The greatest value of this document will be to the Commission itself. First, the Strategic Vision will assist in decision making. As an issue is discussed by the Commission, the key question to be answered will be "Will a proposed decision impede or enhance the Commission's progress towards achievement of milestones and the vision statements?" Every decision to be made by the Commission can be judged in this way. Second, as a result of using a uniform set of decision criteria, the Commission's programs will be consistent, complementary, and not contradictory. The Strategic Vision offers a framework to ensure that decisions, often of an incremental nature, are logically connected and support achievement of goals. The vision statements, coupled with measurable milestones, will ease evaluation of Commission programs. Regular evaluation will provide essential feedback of information to guide program redirection or correction.

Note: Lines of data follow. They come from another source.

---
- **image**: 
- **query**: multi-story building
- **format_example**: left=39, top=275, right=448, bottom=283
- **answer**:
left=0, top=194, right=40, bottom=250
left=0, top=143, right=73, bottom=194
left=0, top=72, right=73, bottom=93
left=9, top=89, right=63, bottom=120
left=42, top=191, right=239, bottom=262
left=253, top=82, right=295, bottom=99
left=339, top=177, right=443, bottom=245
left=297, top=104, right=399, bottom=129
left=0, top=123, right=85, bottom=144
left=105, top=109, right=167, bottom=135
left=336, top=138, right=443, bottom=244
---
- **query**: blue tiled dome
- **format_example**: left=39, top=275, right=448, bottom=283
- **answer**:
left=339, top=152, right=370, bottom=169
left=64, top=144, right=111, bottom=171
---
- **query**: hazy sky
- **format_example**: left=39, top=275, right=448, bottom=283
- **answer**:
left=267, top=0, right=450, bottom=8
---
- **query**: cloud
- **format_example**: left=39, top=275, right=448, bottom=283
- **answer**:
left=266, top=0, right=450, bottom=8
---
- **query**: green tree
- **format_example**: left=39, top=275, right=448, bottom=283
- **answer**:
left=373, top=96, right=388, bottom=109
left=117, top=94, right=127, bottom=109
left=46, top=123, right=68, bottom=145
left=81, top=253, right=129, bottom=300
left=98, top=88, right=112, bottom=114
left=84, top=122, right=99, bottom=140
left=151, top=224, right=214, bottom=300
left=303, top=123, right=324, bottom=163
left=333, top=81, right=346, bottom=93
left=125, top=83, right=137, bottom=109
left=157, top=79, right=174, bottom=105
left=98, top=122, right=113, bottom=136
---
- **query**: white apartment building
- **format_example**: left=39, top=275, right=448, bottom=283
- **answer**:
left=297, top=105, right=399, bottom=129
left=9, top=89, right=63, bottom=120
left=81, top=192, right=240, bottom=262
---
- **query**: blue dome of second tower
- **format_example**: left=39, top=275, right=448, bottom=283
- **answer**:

The Commission will conduct and report on progress towards achievement of the Strategic Vision by May 15, 1995, and May 15, 2001. In addition, the Secretariat of the Commission shall provide annual progress reports to the Commission on achievement.

Fundamental Concept

The Commission adopts and advocates an ecosystem approach to management and research of Great Lakes fishes.

The ecosystem approach to decision making recognizes the interconnection of air, land, and water of the Great Lakes basin and its inhabitants. All components of the ecosystem (such as nutrients, primary production, forage fish, predatory fish, habitat, chemical contaminants, climate, and human use) interact with each other and therefore must be considered in terms of their system-level effects. This approach is consistent with the Convention on Great Lakes Fisheries, the Great Lakes Water Quality Agreement, and the Joint Strategic Plan for Management of Great Lakes Fisheries.

The great abundance of fish and the convenience of the place for fishing have caused the Indians to make a fixed settlement in those parts. It is a daily manna, which never fails; there is no family which does not catch sufficient fish during the course of the year for its subsistence. Moreover, better fish can not be eaten, and they are bathed and nourished in the purest water, the clearest and the most pellucid you could see anywhere.
Antoine de la Mothe Cadillac (1658-1730) 
Relation on the Indians, ms.

The ecosystem approach is well suited to address complex problems with extensive linkages such as introductions of unwanted non-native species, toxic chemicals in fish, and nonpoint pollution sources. The ecosystem approach also broadens the Commission's concept of "beneficiaries of management" from commercial fishermen and recreational anglers to stakeholders (clients plus potentially all others in the Great Lakes basin and some beyond). The three vision statements that follow were developed based on this concept.